President Ma Ying-jeou (馬英九) yesterday downplayed criticism of his China policy by a family member of a victim of the 228 Incident, saying Taiwan was a free and democratic society where everybody was entitled to his or her own opinion.
Addressing a ceremony for the opening of a new exhibition at the Taipei 228 Memorial Museum in downtown Taipei, Taiwan 228 Peace Association secretary-general Chang Chiu-wu (張秋梧) said all political parties must respect history and the 228 Incident, regardless of who is in power.
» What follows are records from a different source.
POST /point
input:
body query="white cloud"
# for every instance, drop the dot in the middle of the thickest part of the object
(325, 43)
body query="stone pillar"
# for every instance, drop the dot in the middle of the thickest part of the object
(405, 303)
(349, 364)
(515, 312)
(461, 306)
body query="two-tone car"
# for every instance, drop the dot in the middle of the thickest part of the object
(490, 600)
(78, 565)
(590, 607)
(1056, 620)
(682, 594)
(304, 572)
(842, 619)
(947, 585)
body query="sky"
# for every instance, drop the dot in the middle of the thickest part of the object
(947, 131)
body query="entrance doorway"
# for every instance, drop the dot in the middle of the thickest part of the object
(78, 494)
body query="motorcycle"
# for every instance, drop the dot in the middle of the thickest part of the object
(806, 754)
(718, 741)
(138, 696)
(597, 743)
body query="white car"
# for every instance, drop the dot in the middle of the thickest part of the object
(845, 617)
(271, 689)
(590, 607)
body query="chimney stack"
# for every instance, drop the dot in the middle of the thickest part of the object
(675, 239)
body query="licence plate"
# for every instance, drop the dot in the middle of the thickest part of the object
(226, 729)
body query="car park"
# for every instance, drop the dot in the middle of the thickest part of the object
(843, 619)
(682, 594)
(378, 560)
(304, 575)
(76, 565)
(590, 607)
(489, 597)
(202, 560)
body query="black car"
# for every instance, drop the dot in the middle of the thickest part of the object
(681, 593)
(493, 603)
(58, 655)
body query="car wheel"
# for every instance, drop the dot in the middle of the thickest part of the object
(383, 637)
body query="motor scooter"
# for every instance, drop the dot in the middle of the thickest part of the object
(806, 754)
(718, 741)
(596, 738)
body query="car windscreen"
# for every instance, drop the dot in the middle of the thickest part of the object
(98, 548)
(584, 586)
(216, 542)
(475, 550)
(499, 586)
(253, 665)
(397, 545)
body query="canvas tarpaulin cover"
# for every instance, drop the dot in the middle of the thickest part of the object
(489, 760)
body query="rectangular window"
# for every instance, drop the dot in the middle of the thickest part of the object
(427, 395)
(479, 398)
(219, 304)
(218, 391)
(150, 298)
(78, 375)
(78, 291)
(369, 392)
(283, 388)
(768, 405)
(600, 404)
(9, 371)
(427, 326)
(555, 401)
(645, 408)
“It is a known fact that dictator Chiang Kai-shek (蔣介石) cracked down heavily on Taiwanese and that Chiang must be identified as the perpetrator,” she said. “The wound must be healed, but the descendants of ‘Mainlanders’ do not necessarily have to bear the original sin.”
Photo: Lo Pei-der, Taipei Times
“Please allow me to tell you something, Mr President: We could not agree less with your China policy,” she said.
The 228 Memorial Museum was reopened to the public after a 10-month, NT$30 million (US$1 million) renovation project in time for the 64th anniversary of the 228 Incident on Monday next week.
The 228 Incident refers to the then-Chinese Nationalist Party (KMT) government’s bloody crackdown on demonstrators under Chiang’s administration after a woman was beaten for selling contraband cigarettes in Taipei on the night of Feb. 27, 1947.
The beating sparked nationwide disorder and the slaughter of tens of thousands of people at the hands of KMT troops.
The KMT did not acknowledge any mistakes or offer public apologies for the incident until former president Lee Teng-hui’s (李登輝) administration. Ma has promised to put greater effort into uncovering the truth of the incident since taking office, and a national museum on the 228 Incident is scheduled to open in Taipei next Monday.
Ma, who spoke after Chang, said he did not mind her criticism because Taiwan was a “free and democratic society where people can express their opinions freely.”
“In the end, we will make the final decision through a democratic mechanism,” he said.
To commemorate the 228 Incident, Ma said the administration must make efforts at redress and face the mistakes made 64 years ago.
“What is more important is to prevent any similar incident from happening again,” he said. “The key lies in a free and democratic society so everybody has the opportunity to voice his or her opinion.”
The museum was established in 1997 when former president Chen Shui-bian (陳水扁) was Taipei mayor. Ma said some had speculated that he would get rid of any museum display putting the KMT in a negative light after he was elected Taipei mayor in 1998.
“But I didn’t,” he said.
Ma said similar atrocities occurred elsewhere. Taking Germany as an example, Ma said Germans faced up to the history of the Nazis after World War II and changed the world’s perception of the country.
The German government -honestly dealt with its past, apologized to the victims and their families and admitted the mistake they made, he said.
“Frankly speaking, not many countries can do that,” he said. “Some countries decide to erase their past rather than face it. The Republic of China government, however, chooses to face its past.”
Over the years, several measures have been adopted, he said, including apologizing, admitting mistakes, erecting a memorial statute, enacting a special law to offer compensation to victims and their families, and designating Feb. 28 as a national holiday.
After attending various events in commemoration of the incident, Ma said he realized that only by honestly facing history could people talk about the incident rationally and that it was important to empathize with victims and their families.